UBC MBA tops international ranking for employability

Image of woman with arms crossed

Sauder’s Robert H. Lee Graduate School has ranked 15th for the employability of its MBA grads among “elite global” business schools in North America in the recently released 2012 QS Global 200 Business Schools Report.

The annual report rates business schools based on feedback provided by more than 25,000 employers from around the world and across multiple industries. The ranking is comprised of a list of 200 international schools from which employers prefer to recruit. 

“Sauder’s Robert H. Lee Graduate School is committed to equipping students for strong careers in the global marketplace,” says Professor Murali Chandrashekaran, Associate Dean, Professional Graduate Programs. “We are extremely pleased that this QS ranking confirms our success in preparing our MBAs to compete for the world’s best jobs.”

As a member of QS’ “elite global” category, Sauder is classified as being among the leading 39 international business schools most targeted by recruiters from top employers worldwide.  Sauder’s ranking increased from 18th in 2011, surpassing major institutions, including Yale School of Management (17) The Stern School of Business at New York University (19) and Tuck School of Business at Dartmouth (22).

“This ranking is a reflection of the high quality of students at Sauder and the success of our career centre team in providing exceptional service to employers – from assessing their recruitment and business needs, to providing direct access to our school’s exceptional talent,” said Denise Baker, Assistant Dean, Hari B. Varshney Business Career Centre. “We take pride in working with our students and strategically connecting them with the business community, so that they can achieve their career aspirations – wherever in the world they may lead.”
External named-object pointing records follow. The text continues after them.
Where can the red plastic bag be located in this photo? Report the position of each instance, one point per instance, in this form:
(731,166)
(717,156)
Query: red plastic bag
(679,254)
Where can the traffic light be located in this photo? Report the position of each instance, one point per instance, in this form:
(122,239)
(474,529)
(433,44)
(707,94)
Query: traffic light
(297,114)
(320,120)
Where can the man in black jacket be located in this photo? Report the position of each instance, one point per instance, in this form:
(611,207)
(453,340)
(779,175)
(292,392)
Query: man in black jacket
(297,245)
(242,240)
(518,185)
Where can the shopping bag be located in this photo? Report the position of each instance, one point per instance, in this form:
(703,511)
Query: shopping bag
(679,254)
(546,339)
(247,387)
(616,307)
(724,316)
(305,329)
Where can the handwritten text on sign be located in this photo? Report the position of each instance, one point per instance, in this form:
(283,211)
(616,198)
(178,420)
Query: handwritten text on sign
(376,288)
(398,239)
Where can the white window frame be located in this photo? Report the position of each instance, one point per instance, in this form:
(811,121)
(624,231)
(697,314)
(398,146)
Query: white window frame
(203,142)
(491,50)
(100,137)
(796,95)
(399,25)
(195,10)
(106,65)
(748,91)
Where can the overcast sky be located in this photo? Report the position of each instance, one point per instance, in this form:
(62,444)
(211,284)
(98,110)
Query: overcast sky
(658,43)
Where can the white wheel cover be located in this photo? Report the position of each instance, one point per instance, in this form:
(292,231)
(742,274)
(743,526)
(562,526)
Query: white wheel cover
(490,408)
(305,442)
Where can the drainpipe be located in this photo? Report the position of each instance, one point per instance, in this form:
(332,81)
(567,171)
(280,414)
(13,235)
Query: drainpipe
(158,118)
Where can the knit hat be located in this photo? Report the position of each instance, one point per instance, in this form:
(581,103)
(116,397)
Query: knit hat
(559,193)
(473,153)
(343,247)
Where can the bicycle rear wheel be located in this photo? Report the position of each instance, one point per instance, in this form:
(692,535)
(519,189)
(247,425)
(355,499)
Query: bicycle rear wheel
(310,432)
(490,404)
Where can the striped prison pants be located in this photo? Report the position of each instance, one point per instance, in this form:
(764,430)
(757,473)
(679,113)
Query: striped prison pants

On average, graduates from the UBC MBA program experience a 72 percent increase in their salary in their first position after graduation. Ninety-two percent find employment within three months of graduating, with another four percent starting their own businesses.

Explaining the goal of the ranking, the report notes: “QS’ objective is to provide a resource to help prospective MBA students identify the business schools from which employers most actively recruit. The research is intended to be of use to MBA employers, prospective MBA students and institutions worldwide that are interested in international business education and recruitment trends.”